After a drug product is approved for marketing, any variations of the approved items are subject to the application for post-approval changes. The CDE assists the TFDA in performing the technical dossier review on applications of post-approval changes of package insert, indication, administration and dosage, drug category, manufacturing site, dosage form, specification and analytical method, excipients, primary packaging materials, etc., for those technical part may be involved. The focus of the review of post-approval changes depends on the contents of the applications. Generally speaking, for changes in indications or administration and dosage, the review focuses on whether the clinical trial data is sufficient to support the intended changes. For changes in manufacturing process, manufacturing site or excipients, the review focuses on whether the drug product remains consistent in quality, demonstrates bioequivalence, or has similar in-vitro dissolution curves before and after the changes. For changes in specification and analytical methods, the review emphasizes on whether the basis supporting such changes is justifiable and whether such changes can still ensure the quality control of the drug product. The review of post-approval changes of OTC is mainly about indications, administration and dosage, packaging types, drug category and the contents of package inserts.

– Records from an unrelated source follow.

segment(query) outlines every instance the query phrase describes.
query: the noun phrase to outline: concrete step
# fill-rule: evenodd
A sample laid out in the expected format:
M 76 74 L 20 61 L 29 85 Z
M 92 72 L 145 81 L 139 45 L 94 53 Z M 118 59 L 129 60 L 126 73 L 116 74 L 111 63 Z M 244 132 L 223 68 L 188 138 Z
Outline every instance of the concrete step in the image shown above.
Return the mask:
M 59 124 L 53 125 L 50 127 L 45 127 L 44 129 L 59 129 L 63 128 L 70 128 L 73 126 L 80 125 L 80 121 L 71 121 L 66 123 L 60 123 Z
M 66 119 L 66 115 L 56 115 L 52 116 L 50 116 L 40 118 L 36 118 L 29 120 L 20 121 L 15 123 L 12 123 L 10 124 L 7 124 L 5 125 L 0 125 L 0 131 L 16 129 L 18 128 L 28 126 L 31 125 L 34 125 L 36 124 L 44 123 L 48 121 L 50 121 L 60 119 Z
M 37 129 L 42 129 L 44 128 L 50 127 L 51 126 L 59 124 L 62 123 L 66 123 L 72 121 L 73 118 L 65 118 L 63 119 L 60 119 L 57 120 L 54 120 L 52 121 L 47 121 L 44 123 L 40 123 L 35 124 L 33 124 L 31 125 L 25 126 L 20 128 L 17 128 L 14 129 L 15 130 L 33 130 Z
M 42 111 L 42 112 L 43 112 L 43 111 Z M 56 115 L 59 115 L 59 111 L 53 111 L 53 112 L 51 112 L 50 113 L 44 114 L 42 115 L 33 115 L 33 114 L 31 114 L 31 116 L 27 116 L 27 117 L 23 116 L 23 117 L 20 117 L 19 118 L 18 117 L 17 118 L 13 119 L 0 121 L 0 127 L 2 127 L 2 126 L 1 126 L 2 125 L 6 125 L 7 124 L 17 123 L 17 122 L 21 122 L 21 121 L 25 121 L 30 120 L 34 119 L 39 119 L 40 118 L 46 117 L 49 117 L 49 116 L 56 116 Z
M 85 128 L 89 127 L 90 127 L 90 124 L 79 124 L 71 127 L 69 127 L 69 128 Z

A Description of the Review Process

Applications should be filed via the contact window of the Division of Medicinal Products of the TFDA. Upon the CDE’s receipt of an application, an administrative reviewer will be appointed to take charge of the administration and the management of this case. A review team will be formed for each case. Depending on the type of the application, a review team may consist of experts in chemistry, manufacturing and controls (CMC), pharmacology/ toxicology, pharmacokinetics (PK)/ pharmacodynamics (PD), statistics, and clinical. The administrative reviewer shall follow the SOP to convene review team meetings. The team leader will conduct the meeting to discuss the technical dossiers and draw conclusions to complete the review report. If deemed necessary, the review report may be submitted to the Drug Advisory Committee for discussion. The administrative reviewer in charge of the case will put together the CDE final review report and the Drug Advisory Committee’s recommendations, and submit the results for government officials’ approval and instructions.